Certes, les HES fourniront des cursus Master, mais avec des objectifs précis. «La première raison de faire un master HES est de pouvoir continuer de présenter des activités de recherche crédibles, et d'améliorer l'apport à la société. L'Université dispose des doctorants dans ce domaine, pas nous. Nous devons payer des professeurs ou des ingénieurs. Du coup, nos fonds ne sont pas suffisants. Le développement des masters changerait cela. C'est très important pour nous. La seconde serait de pouvoir former la relève. Nous exigeons minimum un master pour pouvoir enseigner dans nos écoles. Mais la vraie question viendra du marché, c'est lui qui décidera s'il a besoin d'un master. Pour ne pas «imploser», nous avons décidé de ne pas introduire le Bachelor partout en même temps», concède Marc-André Berclaz.

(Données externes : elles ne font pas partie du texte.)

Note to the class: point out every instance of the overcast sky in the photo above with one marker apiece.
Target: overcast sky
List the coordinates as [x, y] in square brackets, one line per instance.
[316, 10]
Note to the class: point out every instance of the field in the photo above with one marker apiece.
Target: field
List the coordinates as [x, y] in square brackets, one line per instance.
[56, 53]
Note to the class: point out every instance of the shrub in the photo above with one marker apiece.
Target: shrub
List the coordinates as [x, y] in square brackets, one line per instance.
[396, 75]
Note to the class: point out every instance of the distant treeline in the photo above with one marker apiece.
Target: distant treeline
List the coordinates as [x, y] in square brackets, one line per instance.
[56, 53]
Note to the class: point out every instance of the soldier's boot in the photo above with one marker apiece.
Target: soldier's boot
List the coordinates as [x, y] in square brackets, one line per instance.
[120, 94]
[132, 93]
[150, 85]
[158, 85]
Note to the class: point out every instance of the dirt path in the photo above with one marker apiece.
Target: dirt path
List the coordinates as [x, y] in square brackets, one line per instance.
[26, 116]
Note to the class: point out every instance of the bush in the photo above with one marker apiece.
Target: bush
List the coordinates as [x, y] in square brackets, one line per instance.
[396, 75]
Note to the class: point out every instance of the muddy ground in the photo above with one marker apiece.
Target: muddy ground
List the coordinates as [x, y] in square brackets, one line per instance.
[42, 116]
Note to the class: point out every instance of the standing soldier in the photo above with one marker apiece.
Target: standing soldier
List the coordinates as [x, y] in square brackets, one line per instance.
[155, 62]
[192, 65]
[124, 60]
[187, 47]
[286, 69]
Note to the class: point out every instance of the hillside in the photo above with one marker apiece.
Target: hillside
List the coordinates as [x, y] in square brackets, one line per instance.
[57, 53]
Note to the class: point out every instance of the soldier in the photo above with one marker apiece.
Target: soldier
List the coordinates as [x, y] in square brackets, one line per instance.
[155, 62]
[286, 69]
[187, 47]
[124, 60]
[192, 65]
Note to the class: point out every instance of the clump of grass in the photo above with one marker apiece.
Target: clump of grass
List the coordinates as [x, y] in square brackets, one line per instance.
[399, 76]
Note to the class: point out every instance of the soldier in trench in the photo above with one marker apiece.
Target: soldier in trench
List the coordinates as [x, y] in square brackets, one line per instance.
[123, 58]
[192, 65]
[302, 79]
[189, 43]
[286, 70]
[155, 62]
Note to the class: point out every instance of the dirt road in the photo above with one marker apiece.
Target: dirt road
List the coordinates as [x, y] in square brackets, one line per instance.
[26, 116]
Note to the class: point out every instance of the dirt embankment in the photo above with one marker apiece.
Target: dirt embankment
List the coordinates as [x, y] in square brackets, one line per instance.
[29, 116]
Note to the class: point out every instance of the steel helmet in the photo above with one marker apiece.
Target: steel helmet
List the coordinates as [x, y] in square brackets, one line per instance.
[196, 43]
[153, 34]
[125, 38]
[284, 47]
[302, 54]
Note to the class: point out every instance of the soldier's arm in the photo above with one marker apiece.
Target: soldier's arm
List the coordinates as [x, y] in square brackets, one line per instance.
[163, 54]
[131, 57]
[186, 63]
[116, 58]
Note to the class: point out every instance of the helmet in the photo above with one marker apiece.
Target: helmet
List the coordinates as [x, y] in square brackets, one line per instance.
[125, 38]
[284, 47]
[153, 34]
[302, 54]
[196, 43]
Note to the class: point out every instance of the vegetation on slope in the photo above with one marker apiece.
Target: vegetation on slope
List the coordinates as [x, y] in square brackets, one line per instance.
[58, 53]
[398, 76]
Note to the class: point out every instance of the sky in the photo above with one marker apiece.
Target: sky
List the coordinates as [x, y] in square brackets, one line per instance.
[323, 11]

Seuls les domaines de l'économie et des services, ainsi que la musique, ont débuté les nouveaux cursus à la rentrée 2005. Les autres filières commenceront l'année prochaine. «Il sera donc possible de mettre en place les premiers masters vers 2008. C'est encore relativement loin, mais cela nous permet de le faire dans des conditions satisfaisantes. Mais quoi qu'il advienne, nous ne pourrons pas imaginer qu'un bachelor HES poursuive un master à l'Université ou vice-versa sans passerelle. Des filières apparaîtront, disparaîtront, fusionneront… On n'est qu'au début de l'aventure !»
39 filières, des dizaines de bâtiments: la HES-SO est très étendue sur le petit territoire romand. Mais cet éparpillement sert aussi la cause des HES, dans la mesure où elles ont besoin de cette proximité avec l'industrie locale: «C'est l'un des avantages particuliers de la HES-SO, avoue Marc-André Berclaz. Elle est répartie dans les régions, ce qui permet à une entreprise locale de trouver des ressources intéressantes et performantes qu'elle peut utiliser.»
Mais cet avantage a un revers: les HES ne peuvent pas encore se permettre de maximiser les résultats de leurs travaux: «Les hautes écoles spécialisées ont un sérieux problème de valorisation, toutes les filières n'ont pas encore une tradition de publication. Les ingénieurs produisent des appareils, les économistes produisent des rapports, mais publient peu sur le plan scientifique. D'autre part, le rythme de travail est particulièrement rapide dans la mesure où nous devons largement autofinancer nos activités de recherche, ce qui nous amène malheureusement à avoir un souci de rentabilité directe.»